K., al que observaban desde una distancia prudencial Baldomero y Frutos, se quedó mezclando el humo de su cigarrillo con el vapor saliente de su boca.
— Sigue tan estirada la buena señora -dijo Frutos amarrado a la colilla de un pitillo sin filtro.
— ¿La conocías de antes? -preguntó Baldomero.
— Claro, copón. Ten en cuenta que éramos vecinos en la Plaza de Coimbra cuando Mésio andaba currando en el banco. Ella era una tipa de bandera, funcionaria en el ministerio de no sé qué, pero rancia como ella sola. A Mésio le tenía acogotado, en un puño.
— Caray con la señorona -dijo Baldomero, hundiendo sus ojos acuosos en la distancia que le separaba de la espalda de la mujer.
Natalia estaba a punto de tomar la portezuela del coche fúnebre cuando escuchó la voz de K.
— Cuídese la úlcera, señora Natalia, que nosotros cuidaremos de los restos de su marido.
Ella no se llegó a dar la vuelta, tiró del pomo del auto y entró al coche. Luego desaparecieron entre las calles repletas de nichos.
— ¿Esa era la mujer de Mésio? -le preguntó al paso Serapio, el camarero del bar Las Torres.

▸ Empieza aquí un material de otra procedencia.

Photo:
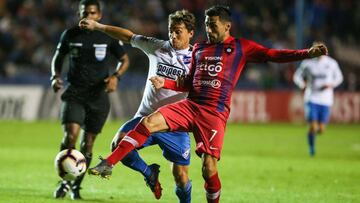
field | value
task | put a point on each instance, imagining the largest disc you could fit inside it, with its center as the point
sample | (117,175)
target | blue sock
(135,162)
(311,141)
(184,194)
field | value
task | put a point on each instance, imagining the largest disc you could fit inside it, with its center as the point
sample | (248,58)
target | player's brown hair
(183,16)
(87,3)
(219,10)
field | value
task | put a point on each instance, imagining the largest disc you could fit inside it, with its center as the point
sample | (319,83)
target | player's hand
(324,87)
(157,81)
(88,24)
(56,84)
(111,83)
(180,82)
(318,49)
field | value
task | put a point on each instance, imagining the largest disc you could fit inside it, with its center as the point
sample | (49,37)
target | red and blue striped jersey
(215,69)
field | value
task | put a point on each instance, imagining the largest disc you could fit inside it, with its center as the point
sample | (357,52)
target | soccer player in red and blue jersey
(215,68)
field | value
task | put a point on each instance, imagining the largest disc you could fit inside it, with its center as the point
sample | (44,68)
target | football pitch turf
(260,163)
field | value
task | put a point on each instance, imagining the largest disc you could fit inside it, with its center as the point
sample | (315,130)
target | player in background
(170,59)
(85,102)
(215,68)
(318,77)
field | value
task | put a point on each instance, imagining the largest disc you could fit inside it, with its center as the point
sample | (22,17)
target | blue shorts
(317,112)
(175,145)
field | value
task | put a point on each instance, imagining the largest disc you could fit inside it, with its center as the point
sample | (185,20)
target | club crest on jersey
(100,51)
(229,50)
(169,71)
(187,59)
(74,49)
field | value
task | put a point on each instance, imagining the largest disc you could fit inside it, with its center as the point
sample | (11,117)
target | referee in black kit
(85,102)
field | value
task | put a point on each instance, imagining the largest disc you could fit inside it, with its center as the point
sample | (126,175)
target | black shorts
(90,112)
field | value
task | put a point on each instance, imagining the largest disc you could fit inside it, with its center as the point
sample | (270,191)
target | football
(70,164)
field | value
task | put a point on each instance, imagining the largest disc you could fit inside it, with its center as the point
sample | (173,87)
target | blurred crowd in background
(30,31)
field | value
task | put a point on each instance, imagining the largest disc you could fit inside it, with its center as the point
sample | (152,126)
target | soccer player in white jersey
(170,59)
(318,77)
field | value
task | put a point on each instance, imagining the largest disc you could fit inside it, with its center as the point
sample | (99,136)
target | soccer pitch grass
(260,163)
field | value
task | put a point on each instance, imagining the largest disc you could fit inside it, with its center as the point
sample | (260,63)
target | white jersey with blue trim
(314,74)
(164,61)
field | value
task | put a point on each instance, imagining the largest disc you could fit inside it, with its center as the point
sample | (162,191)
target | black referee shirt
(89,54)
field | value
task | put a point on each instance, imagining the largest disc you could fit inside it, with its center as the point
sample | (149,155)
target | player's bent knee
(116,140)
(181,177)
(154,122)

— ¿Esas manchas que tienes en la cara son tuyas?
Contestó K. de mala manera en referencia al vitíligo que salpicaba el rostro del camarero.
— Perdona, tío -K. reaccionó raudo tomando del brazo a Serapio- Es su mujer, sí…...Bueno ya hace tiempo que no.
Saludó a algunos de los allí reunidos antes de reunirse con Frutos y Baldomero.
— ¿Nos vemos en el Liu? -le emplazó Marga, la de las quinielas.- Vamos todos pallá.
K. asintió.
— Vamos a ver si nos dan a nosotros las cenizas de Mésio. Ella pasa hasta de sus despojos.
Les dijo cuando llegó hasta los otros dos.